When Your Mortgage Meets Your Credit Card History

When Your Mortgage Meets Your Credit Card History


For some homebuyers, credit card history is a golden brick road to a low-rate mortgage. For others, a credit card history is a minefield that threatens the survival of any sort of mortgage. And for others still, credit card history is a path yet to be blazed, destination uncertain.

If you fall into the second or third category, you might be feeling apprehensive about applying for a mortgage. Understanding the relationship between credit card history and mortgages can help you make the right moves to get a low-rate mortgage, despite your credit card history.

What happens if you have a negative credit card balance?

If you have outstanding credit card debt at the time that you apply for a mortgage, you will need to prove that you have the assets to pay off the debt. Otherwise, you can expect to be dealt a high interest rate on your mortgage.

If you have had outstanding credit card debt for most of your adult life, you might face an even stiffer penalty. You might not be able to get a mortgage at all.

Your credit score, used by loan officers as a determinant of your mortgage rate, reflects your entire credit history. If you usually pay off credit card debt in a timely manner, your credit score should be okay, even if you have some debt at the moment. However, if you have defaulted on one or more credit cards in the past, your credit score will show damage.

How should you deal with negative credit card balances?

If you don’t need a mortgage immediately, you can save yourself money by waiting until you’ve paid off your debt to get a mortgage.

Start by consolidating your debt. Shift balances from multiple, high-interest credit cards to one low-interest card. Each high-interest credit card will charge you a transfer fee (usually around 3% to 5% of the balance) when you move your balance to a new card, but because the interest rate is lower on the new card, you’ll have an easier time paying off debt.

After you’ve consolidated your debt, create a budget to control your spending. Purchase only needs, not wants. Before long, you should begin to discover that you have a little money leftover at the end of each month. Use that money to pay down your debt and, whenever possible, pay more than your minimum payment.

What happens if you have never had a credit card?

Lack of credit does not equal financial irresponsibility. Lenders know this. That’s why a number of options have been designed to assist people without a credit history in getting a mortgage.

Government-backed mortgages (FHA loans) are designed for low-income, first-time homebuyers.

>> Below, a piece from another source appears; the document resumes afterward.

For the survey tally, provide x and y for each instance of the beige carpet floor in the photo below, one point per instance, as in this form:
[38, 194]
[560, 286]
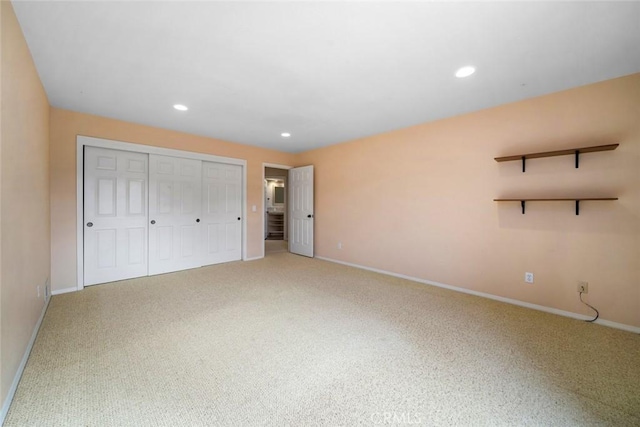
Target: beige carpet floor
[288, 340]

Instead of being based on a credit report, your mortgage will be based on evidence that you have been reliable in paying rent, utilities, or other recurrent bills. The paperwork involved with FHA loans is dense, and you may have to put down a larger than usual down payment.

Alternatively, you could ask a friend or family member with good credit to co-sign on your loan. Before you choose to have someone co-sign for you, make sure you both have a thorough understanding of the effect the loan will have on your credit reports.

How should you establish new credit?

If neither FHA loans nor co-signers suit your fancy, you will need to spend some time establishing good credit on your own.

Get a credit card and use it the same way you have been using your debit card. Pay only for things you can afford, and keep track of the balance as you make purchases to be sure you aren’t overspending. Pay off your credit card balance each month, and you’ve got yourself some good credit!